Telescope control system

So-called ``building crashes'' occur when the building stops (e.g., because the safety system is triggered or if the drive system fails) and the telescope will (after some time) drive in to a safety switch and its power will be cut. This requires the telescope to be powered-on which takes several minutes. Often, the safety system is triggered by accident and to avoid the unnecessary loss of time the system has been upgraded in two ways. When the telescope is slewing and the power is cut to the building now also the telescope will ramp down its speed in the same way and no crash should occur and only a reset of the safety system is needed. In case when the telescope is tracking and it will not crash immediately in to the building if it stops, the telescope will continue tracking as before but now it will stop if it reaches a given distance from the center position with respect to the building, or when it gets to within a given distance to the limit switch that would cut the telescope power. If the safety system is reset before the telescope reaches this limit, the tracking will just continue. Otherwise the telescope will stop in idle mode until the observer resets the safety system, but no powering-on of the telescope is needed. In all cases, the TCS provides information about what is happening and suggest what should be done to avoid confusion.

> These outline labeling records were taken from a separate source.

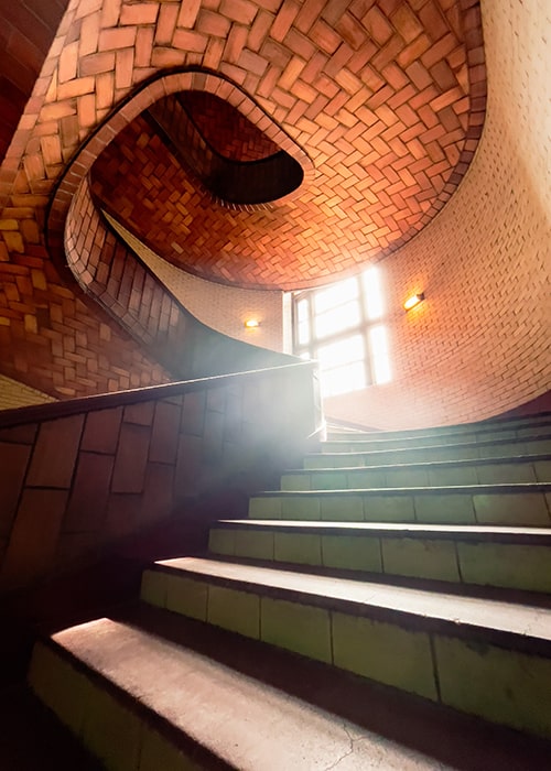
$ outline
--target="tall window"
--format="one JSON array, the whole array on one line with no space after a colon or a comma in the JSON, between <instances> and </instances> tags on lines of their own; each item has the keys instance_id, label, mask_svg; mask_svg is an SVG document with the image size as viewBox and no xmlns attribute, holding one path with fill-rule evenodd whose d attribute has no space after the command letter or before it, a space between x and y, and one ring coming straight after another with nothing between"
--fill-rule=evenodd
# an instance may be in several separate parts
<instances>
[{"instance_id":1,"label":"tall window","mask_svg":"<svg viewBox=\"0 0 551 771\"><path fill-rule=\"evenodd\" d=\"M294 295L294 349L320 361L325 397L390 380L383 312L377 268Z\"/></svg>"}]
</instances>

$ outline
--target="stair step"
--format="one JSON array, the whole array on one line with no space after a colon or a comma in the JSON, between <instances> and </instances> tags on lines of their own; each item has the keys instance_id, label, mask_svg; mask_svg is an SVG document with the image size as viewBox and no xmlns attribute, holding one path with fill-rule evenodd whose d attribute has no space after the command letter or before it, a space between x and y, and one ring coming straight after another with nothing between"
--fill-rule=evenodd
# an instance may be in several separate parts
<instances>
[{"instance_id":1,"label":"stair step","mask_svg":"<svg viewBox=\"0 0 551 771\"><path fill-rule=\"evenodd\" d=\"M269 491L249 519L550 526L551 484Z\"/></svg>"},{"instance_id":2,"label":"stair step","mask_svg":"<svg viewBox=\"0 0 551 771\"><path fill-rule=\"evenodd\" d=\"M304 456L304 468L350 468L353 466L381 466L414 464L433 460L468 460L495 457L518 457L522 455L551 454L551 438L528 437L500 442L478 442L455 445L431 445L409 449L360 450L357 443L350 443L346 452L310 453Z\"/></svg>"},{"instance_id":3,"label":"stair step","mask_svg":"<svg viewBox=\"0 0 551 771\"><path fill-rule=\"evenodd\" d=\"M255 748L251 758L255 762L255 771L270 771L272 769L281 771L281 769L300 769L301 767L327 769L335 762L334 750L338 748L343 726L346 726L349 740L341 761L341 768L349 771L371 768L383 768L389 771L390 769L396 771L422 771L424 769L445 771L449 768L458 767L468 768L471 771L505 768L507 771L526 771L528 768L543 769L548 764L551 743L544 739L493 726L433 702L371 683L333 666L326 666L283 649L233 634L210 625L143 604L123 615L119 613L114 620L118 620L119 625L126 625L125 642L128 641L127 631L131 629L132 633L140 631L144 634L144 637L139 636L142 641L148 641L148 638L154 636L158 641L161 638L169 643L165 659L162 649L153 642L154 655L159 655L161 652L162 665L145 666L147 677L155 680L155 693L162 693L162 704L155 705L154 712L147 706L140 707L139 704L141 694L148 689L148 681L145 680L142 684L142 674L140 674L140 681L136 676L137 672L142 673L143 671L140 666L140 660L137 658L137 647L132 647L126 661L121 654L117 654L115 645L100 654L97 644L98 637L95 634L100 631L98 627L80 628L77 640L79 650L66 640L63 641L62 645L58 642L45 643L47 648L46 664L50 667L47 658L52 654L51 660L55 673L60 676L58 681L54 680L50 669L45 672L41 669L40 656L42 653L35 658L32 672L36 685L42 686L44 698L65 723L74 723L72 716L83 712L83 704L79 701L80 691L72 687L75 681L83 682L78 680L80 675L85 678L84 682L88 681L88 687L105 686L105 691L112 696L110 701L111 713L118 704L120 708L128 707L130 714L137 714L140 718L140 745L143 747L139 764L134 767L139 771L184 771L184 769L199 767L229 768L229 763L224 762L220 758L213 763L206 762L206 748L213 742L217 742L219 731L223 734L222 739L231 732L229 741L227 741L228 747L223 748L225 757L228 757L228 752L235 754L239 751L242 752L241 764L238 768L251 768L248 764L249 756L244 757L244 749L250 747L251 737L253 737ZM106 630L105 626L104 630ZM111 622L110 629L107 631L112 634L115 630ZM86 644L85 636L90 634L95 637ZM74 632L72 637L75 637ZM85 644L83 645L83 643ZM151 644L151 640L148 641L148 644ZM144 642L140 642L140 649L143 649L144 645ZM198 661L201 669L198 669L197 674L190 674L187 669L186 677L184 677L180 663L176 667L177 671L172 671L174 683L180 685L176 709L173 715L169 714L168 707L170 705L169 692L173 682L169 680L164 663L168 660L169 665L173 666L177 661L176 645L182 650L183 660L187 667L190 661ZM84 655L80 654L83 647L85 648ZM202 655L197 656L197 653ZM90 655L93 660L88 663L87 660ZM116 656L119 661L116 661ZM118 672L119 666L122 666L123 670ZM131 667L133 667L133 673L129 673ZM210 670L216 672L214 682L208 680ZM111 675L109 671L115 671L115 674ZM218 677L218 672L222 672L222 678ZM194 685L199 677L209 691L205 710L197 709L203 693L198 694ZM156 682L158 678L159 682ZM226 693L225 684L230 678L235 680L236 687L234 688L231 682L229 697L224 704L220 704L219 701L214 702L213 696L220 693L220 689L222 693ZM125 680L125 685L127 681L130 681L128 684L133 691L133 695L132 693L122 693L117 685L118 680ZM58 685L58 683L64 683L64 685ZM233 727L238 715L231 712L234 695L242 693L242 687L249 687L256 696L257 684L263 695L258 714L252 715L252 723L241 730L236 740ZM284 702L284 712L280 714L278 702L282 692L289 693L290 697ZM115 704L115 699L117 704ZM258 702L255 704L258 705ZM287 705L290 706L289 713ZM302 708L303 705L304 708ZM251 712L249 705L246 705L245 708L247 713ZM89 707L86 709L89 713ZM269 718L274 713L278 719L271 723L264 719L258 736L256 736L257 720L260 717ZM164 715L166 715L166 719L163 718ZM326 716L328 716L328 726ZM94 717L93 713L93 719ZM184 730L173 725L173 717L181 725L188 721L191 727L187 730L195 736L199 731L207 732L209 720L215 724L212 725L206 737L206 747L202 750L197 742L194 747L191 738L185 738ZM193 719L198 720L197 727L193 726ZM325 730L326 726L327 730ZM314 734L311 731L312 727ZM245 730L248 732L244 737ZM293 731L292 741L289 746L281 746L281 742L278 742L278 747L273 751L263 751L264 746L261 743L261 738L268 730L271 730L276 737L280 732L288 736ZM87 732L89 734L89 730ZM239 741L241 738L242 742ZM312 738L316 741L311 743L310 739ZM33 741L34 739L33 734ZM126 741L126 737L123 741L116 737L112 743L123 746ZM239 745L236 747L237 742ZM104 741L102 747L105 745ZM272 748L273 740L270 737L267 749L272 750ZM316 752L316 748L322 751ZM156 758L152 759L151 749L159 750ZM327 757L323 754L325 749ZM291 752L292 757L289 758L288 753ZM111 751L110 757L112 754L115 753ZM187 760L185 754L192 756L193 760ZM201 763L197 762L199 754L203 761ZM47 761L50 759L50 757L46 758ZM235 763L233 765L236 767ZM37 763L32 768L42 771L44 763ZM10 768L12 767L10 765ZM17 762L13 768L19 769ZM26 769L26 765L24 768ZM50 765L47 768L50 769ZM54 764L52 764L53 768ZM78 765L78 768L82 767ZM118 771L115 765L111 768ZM129 764L127 763L122 768L128 771ZM339 765L337 764L336 768L338 769Z\"/></svg>"},{"instance_id":4,"label":"stair step","mask_svg":"<svg viewBox=\"0 0 551 771\"><path fill-rule=\"evenodd\" d=\"M515 458L441 460L393 466L290 469L282 490L343 490L380 487L441 487L499 482L550 482L551 454Z\"/></svg>"},{"instance_id":5,"label":"stair step","mask_svg":"<svg viewBox=\"0 0 551 771\"><path fill-rule=\"evenodd\" d=\"M551 528L220 520L214 555L551 593Z\"/></svg>"},{"instance_id":6,"label":"stair step","mask_svg":"<svg viewBox=\"0 0 551 771\"><path fill-rule=\"evenodd\" d=\"M123 621L39 644L30 683L112 771L451 768Z\"/></svg>"},{"instance_id":7,"label":"stair step","mask_svg":"<svg viewBox=\"0 0 551 771\"><path fill-rule=\"evenodd\" d=\"M155 563L141 596L551 738L551 610L196 557Z\"/></svg>"},{"instance_id":8,"label":"stair step","mask_svg":"<svg viewBox=\"0 0 551 771\"><path fill-rule=\"evenodd\" d=\"M549 433L550 426L551 413L428 428L410 428L404 431L363 431L360 428L339 428L335 425L327 424L327 438L337 442L341 439L359 439L365 442L411 439L412 442L423 442L425 437L446 437L446 441L447 438L454 441L454 437L460 437L462 435L472 435L480 438L486 435L486 438L491 439L499 438L504 434L509 434L510 436L526 436L527 433L537 435L541 430ZM444 442L437 442L436 444L444 444Z\"/></svg>"}]
</instances>

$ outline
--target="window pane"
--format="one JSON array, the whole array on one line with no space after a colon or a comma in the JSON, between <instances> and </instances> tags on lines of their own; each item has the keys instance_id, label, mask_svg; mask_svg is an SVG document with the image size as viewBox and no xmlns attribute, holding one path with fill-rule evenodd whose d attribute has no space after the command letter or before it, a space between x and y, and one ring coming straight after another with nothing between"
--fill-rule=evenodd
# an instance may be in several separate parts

With the possibility to operate most of our (observing) systems at the mountain remotely there is a safety issue. In principle people can use the web cams and call the control room to see if anybody is working with the telescope or instrument, but when running (especially automated) observing scripts somebody might not be aware of that and get his/her hands in while a filter wheel rotates or a pick-off mirror is moved. The general idea is to provide commands that can be issued at the telescope and would prevent the use of the telescope or instrument remotely. There is the possibility that this might affect some remote (test) observations and people should use these commands with care, but safety is more important.

As the TCS is a closed system it is in principle simple to isolate and exclude commands issued remotely. Specifically, we will implemented, e.g., called `Inhibit-Remote-Commands' and `Permit-Remote-Commands' that can only be issued from the TCS user interface in the control room. For the instruments controlled through the observing system this is a bit more complicated (see below).

Some test were made to move the User Interface, which runs on a rather ancient computer screen to a big colour screen by using a regular PC to act as front end to the TCS.